While I was packing, his mom came in and said, “Come and eat. I was just talking about my son; don’t take it to heart. Stay a few more days; there’s no rush to go back.” I smiled and said I understood. After eating, she called his dad, saying, “Don’t come over; I’m heading back.” The trigger was that after I got up and felt my legs were cold, her son brought me a small blanket.
Then she asked, “How can your legs be cold?” Her son responded impatiently, “Oh, just don’t worry about it.” The endless mother-in-law and daughter-in-law wars probably started like this: the mother painstakingly raised her son, only to see him care for and spoil another woman while speaking harshly to his own mother.
Seeing that she was still angry, I went to comfort her, telling her not to worry. I wouldn’t contact her son anymore and asked her to take care of her health, as she had heart and vascular problems and shouldn’t get angry easily. She felt better and said, “Then don’t contact him anymore.” Her insistence made me feel she was ruthless. I was already heartbroken, and she delivered a final blow.
Back in my room, he texted me, apologizing and worrying about my mood. I buried myself under the covers and cried until I felt like I was falling apart. If it were a ghost movie, I would have cried myself into ashes. I cried for an hour, so heartbroken that I almost fainted. My breathing became irregular, and I felt like I was about to pass out. It scared me, but I eventually calmed down.
I vowed never to cry like that again and never to shed tears for him. In front of everyone, I would pretend nothing had happened and continue to smile, leaving everything to time to heal. I got used to hiding my sadness deep inside, away from anyone’s touch. That’s why I didn’t seek comfort from friends; they understood and quietly supported me.

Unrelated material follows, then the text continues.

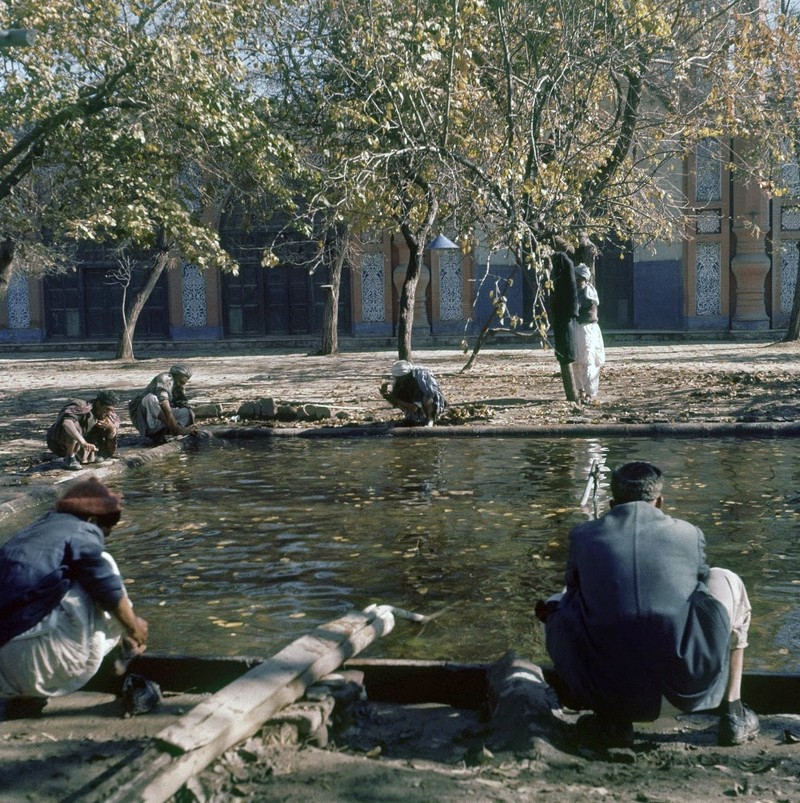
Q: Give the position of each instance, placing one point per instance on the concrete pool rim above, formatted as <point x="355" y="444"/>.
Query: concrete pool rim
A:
<point x="46" y="489"/>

He once said, “Maybe after a few days with you, she will like you.” In the end, no matter how well I behaved, I couldn’t eliminate her prejudice. She wasn’t satisfied with my family, my height, and now I had a scar on my hand. These were things I couldn’t choose or change, nor did I want to.

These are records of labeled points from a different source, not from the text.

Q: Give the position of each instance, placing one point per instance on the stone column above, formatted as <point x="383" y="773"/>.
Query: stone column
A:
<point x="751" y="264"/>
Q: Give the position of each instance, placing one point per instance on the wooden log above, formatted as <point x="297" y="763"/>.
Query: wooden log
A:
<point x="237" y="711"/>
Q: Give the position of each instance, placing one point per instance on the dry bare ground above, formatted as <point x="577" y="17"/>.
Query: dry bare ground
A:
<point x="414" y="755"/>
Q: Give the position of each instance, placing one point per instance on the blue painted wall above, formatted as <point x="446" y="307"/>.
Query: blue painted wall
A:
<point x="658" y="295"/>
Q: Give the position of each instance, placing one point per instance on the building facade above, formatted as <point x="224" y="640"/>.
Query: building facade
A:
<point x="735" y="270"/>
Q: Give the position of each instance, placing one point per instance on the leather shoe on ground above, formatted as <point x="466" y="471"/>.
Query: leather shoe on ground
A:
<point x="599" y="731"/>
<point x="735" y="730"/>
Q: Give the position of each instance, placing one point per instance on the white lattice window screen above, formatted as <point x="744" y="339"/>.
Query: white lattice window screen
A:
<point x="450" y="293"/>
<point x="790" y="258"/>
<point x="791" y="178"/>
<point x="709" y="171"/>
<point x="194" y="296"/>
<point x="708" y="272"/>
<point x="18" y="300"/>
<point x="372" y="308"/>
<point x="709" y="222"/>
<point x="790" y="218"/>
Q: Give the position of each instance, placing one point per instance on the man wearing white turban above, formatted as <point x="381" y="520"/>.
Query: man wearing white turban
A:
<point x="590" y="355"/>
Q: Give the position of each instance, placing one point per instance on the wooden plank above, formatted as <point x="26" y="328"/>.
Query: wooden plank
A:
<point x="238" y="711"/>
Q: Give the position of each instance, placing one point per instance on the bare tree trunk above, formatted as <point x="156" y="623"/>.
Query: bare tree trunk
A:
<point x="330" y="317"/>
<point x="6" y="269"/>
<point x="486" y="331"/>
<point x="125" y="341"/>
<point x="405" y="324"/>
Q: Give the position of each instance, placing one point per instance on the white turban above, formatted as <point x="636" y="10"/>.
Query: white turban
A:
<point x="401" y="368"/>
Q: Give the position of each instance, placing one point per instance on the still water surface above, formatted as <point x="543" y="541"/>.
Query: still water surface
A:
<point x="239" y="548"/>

I decided to leave the next day and bid him a proper farewell. When I told his mom, she seemed relieved, as if this lessened her guilt. When she saw me taking a book, she said, “Don’t read; rest well.” I replied softly and went back to my room. She probably knew I had cried; my eyes hurt so much that I couldn’t read.
Three years of love, letting go was easier said than done. I felt shattered. Breaking up with Jun was clear because he wasn’t suitable for marriage, so there were no regrets. But Yu was the kind of man I wanted to marry—big hands, warm and reassuring.
But fate ended here.
I said, “If there’s a next life, I’ll switch roles with you and torment you.” But then I thought, if I were a man, I probably wouldn’t have the heart to hurt such a kind girl. When he reached out his hand to make a pinky promise, I thought, if there’s a next life, let’s not meet again.